É inegável como é bom estarmos 100% conectados, de múltiplas formas, o tempo todo. Saber onde nosso filho está, avisar que chegaremos atrasados em casa, conectar-se de  um lado do planeta para o outro lado do planeta, tudo é possível. Certamente tudo isso é um bônus e tanto da vida moderna. Ainda bem que podemos viver e usufruir de tudo isso.

Mas, essa conexão incessante e acelerada tira boa parte da nossa espontaneidade e, pior do que isso,  rouba uma boa porção de nossa paz de espírito. Já repararam como é chato ser interrompido, inúmeras vezes, por chamadas de celular, durante um almoço com uma amiga querida? Já sentiu aquela sensação de desespero se não checa sua caixa de email, Facebook ou os últimos posts do twitter, a cada hora? Fica em pânico se vai para uma praia e não tem acesso à internet nem seu celular pega?

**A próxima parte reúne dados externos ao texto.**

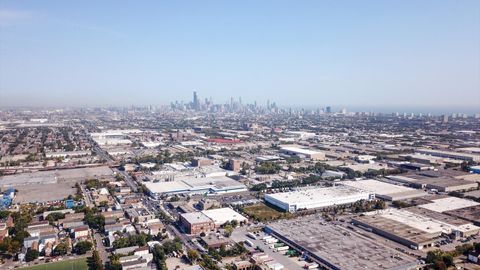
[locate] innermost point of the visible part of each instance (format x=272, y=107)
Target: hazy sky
x=369, y=53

Pois é, vivemos esse dilema: amamos a conectividade e, ao mesmo tempo, odiamos toda essa parafernália digital que nos deixa malucos. Os filhos da geração pós-celular nem sequer sonham em imaginar suas vidas sem esses equipamentos. “Mãe, como você sobrevivia sem celular e sem computador?”, certa vez perguntou-me meu filho de 14 anos. Não era nada fácil mesmo. Sem dúvida, o celular e toda essa infinidade de gadgets tecnológicos são, hoje, indispensáveis. Se atualmente nossa rotina de equilibrista já é tensa e complicada, com certeza, ela seria ainda mais penosa sem esse acervo high tech que nos acompanha diariamente.

Mas nada é de graça, tudo tem um preço. Em recente pesquisa realizada nos EUA - "21 st Century Mobile Mom"– as análises confirmam essa relação umbilical especialmente entre mães e smartphones. Lá a adoção de celulares com mais funcionalidades cresceu  64% desde 2009, quando a última edição da pesquisa foi realizada. Mais da metade (51%) das mulheres ouvidas declaram-se viciadas em seus smartphones e 53% afirmam que resolveram comprar o smartphone após o nascimento dos filhos. A pesquisa afirma categoricamente: "A tela do smartphone é o meio mais íntimo que temos hoje. As mães dormem com o celular ao lado da cama e a primeira coisa que fazem ao acordar é checá-lo”.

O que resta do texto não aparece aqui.